Mortgage rates continued their retreat from recent lows for a 2nd straight day after this morning's data suggested the service sector was at its strongest levels in 10 years last month.  The Institute for Supply Management (ISM) is responsible for two of the most important economic reports each month.  The Manufacturing version was out on Monday and was much weaker than expected.  Today's Non-Manufacturing version (hence 'service sector') more than made up for that weakness.

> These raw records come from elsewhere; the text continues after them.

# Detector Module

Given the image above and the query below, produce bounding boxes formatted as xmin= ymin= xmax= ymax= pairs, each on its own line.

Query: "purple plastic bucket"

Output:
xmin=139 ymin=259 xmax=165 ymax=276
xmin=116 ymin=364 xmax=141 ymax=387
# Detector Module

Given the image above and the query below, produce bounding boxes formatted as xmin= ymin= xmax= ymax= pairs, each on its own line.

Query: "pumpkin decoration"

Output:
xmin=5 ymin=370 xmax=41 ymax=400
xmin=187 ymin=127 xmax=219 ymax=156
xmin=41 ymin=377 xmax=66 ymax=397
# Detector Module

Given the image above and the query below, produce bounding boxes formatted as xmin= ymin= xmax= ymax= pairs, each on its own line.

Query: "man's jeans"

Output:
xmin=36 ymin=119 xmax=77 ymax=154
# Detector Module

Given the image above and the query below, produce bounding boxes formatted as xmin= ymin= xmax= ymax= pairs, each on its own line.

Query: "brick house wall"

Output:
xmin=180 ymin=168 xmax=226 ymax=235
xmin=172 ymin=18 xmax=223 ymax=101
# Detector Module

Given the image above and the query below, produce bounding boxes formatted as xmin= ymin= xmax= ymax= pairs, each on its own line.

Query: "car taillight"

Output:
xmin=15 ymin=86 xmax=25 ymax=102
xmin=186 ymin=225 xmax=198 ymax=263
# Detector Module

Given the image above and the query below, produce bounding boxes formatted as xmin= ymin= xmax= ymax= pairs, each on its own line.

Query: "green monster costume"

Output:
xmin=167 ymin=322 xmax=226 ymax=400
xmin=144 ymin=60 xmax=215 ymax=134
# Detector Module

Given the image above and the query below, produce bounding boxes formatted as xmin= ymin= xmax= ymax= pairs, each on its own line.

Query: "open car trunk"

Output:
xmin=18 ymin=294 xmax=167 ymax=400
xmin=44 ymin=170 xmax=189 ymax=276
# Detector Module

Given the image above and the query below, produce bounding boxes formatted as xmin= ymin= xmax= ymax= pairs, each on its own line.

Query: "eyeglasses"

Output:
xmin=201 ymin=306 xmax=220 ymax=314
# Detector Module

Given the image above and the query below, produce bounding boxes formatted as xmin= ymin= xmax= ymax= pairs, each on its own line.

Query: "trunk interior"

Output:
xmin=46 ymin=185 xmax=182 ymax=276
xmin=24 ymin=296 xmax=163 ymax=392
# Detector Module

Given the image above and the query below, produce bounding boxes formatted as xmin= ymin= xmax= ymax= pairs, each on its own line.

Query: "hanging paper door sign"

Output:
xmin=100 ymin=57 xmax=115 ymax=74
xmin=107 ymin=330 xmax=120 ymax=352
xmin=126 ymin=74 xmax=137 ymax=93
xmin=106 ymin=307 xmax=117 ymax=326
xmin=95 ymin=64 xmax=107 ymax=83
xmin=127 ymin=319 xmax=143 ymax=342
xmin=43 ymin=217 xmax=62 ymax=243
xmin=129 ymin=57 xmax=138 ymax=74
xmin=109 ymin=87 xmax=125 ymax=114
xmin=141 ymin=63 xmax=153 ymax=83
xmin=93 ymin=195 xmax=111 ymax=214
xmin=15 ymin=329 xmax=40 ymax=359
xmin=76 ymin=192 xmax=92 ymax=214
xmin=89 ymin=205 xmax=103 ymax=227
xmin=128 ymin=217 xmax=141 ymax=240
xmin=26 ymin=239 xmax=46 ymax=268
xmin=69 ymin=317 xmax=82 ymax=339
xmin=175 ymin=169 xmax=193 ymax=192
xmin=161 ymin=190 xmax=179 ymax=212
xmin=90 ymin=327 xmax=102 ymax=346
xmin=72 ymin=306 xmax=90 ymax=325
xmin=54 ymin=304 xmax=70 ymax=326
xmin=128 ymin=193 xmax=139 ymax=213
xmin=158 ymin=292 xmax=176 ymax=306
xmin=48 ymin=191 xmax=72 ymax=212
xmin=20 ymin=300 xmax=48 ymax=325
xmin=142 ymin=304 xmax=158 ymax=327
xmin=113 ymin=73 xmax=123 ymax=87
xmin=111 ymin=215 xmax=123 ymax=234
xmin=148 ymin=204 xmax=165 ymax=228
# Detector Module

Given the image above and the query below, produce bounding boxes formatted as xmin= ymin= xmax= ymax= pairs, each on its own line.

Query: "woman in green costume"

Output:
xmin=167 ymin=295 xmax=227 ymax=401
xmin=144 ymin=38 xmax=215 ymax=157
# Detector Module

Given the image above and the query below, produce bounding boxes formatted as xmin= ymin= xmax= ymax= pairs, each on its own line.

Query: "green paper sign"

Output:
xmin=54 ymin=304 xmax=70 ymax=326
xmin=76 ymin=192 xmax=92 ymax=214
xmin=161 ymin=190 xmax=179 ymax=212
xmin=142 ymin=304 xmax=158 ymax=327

There really is not anything to add to what the media and I have been talking about for the last few days. The July employment report is all markets are concerned with now. This morning Fed governor Jerome Powell added another voice to the recent comments from Lockhart and Bullard, both espousing a rate increase in Sept---next month. Powell essentially said there hasn’t been any decision. The chances of an interest-rate increase next month reached 52% today, up from just 38% just two days earlier; mostly because of comments from Bullard and Lockhart and the surprising jump in the ISM services index this morning. Services are strong but manufacturing is a drag as the strong dollar makes US exports non- competitive.

What can we make of the fact that the Fed appears to want to increase rates while the long end of the bond market appears to say - not so fast. The 10yr note remains stubbornly low with all the recent commentary from Fed officials. Part of it is there is no inflation even through some Fed officials still resist the reality of crashing commodity prices and increasingly weaker demand from Asia and Europe. Short term rates are increasing but not so at the long end - there is still a big bet in the markets that the US economy may not be able to stand even a minor increase in rates. Many economists expect the economy might be able to hold together with just one increase but for that to occur the Fed will have to make it explicitly clear that it will emulate a snail in terms of more increases anytime soon.

Tomorrow weekly jobless claims are expected to be a bit higher than the previous week.  Do not expect much reaction to it, regardless of how claims are reported the data last week is not included in the calculation of July employment by BLS.

Tomorrow likely will be quiet, not expecting much change in the bond and MBS market. Not willing to jump in with an opinion regarding July employment on Friday but as long as the 10yr holds support at 2.30% the bullish bias still stands. I am willing though to take bets that the employment data will not mirror the consensus estimate for job growth - either much stronger or much weaker.

In summary, this morning’s ADP number was not enough to mount a bond market rally. It appears August has been a sell month so far for bonds. That may continue come this week’s NFP report or the tide may shift in favor of lower rates. Either way the risk is too high and locking makes the most sense.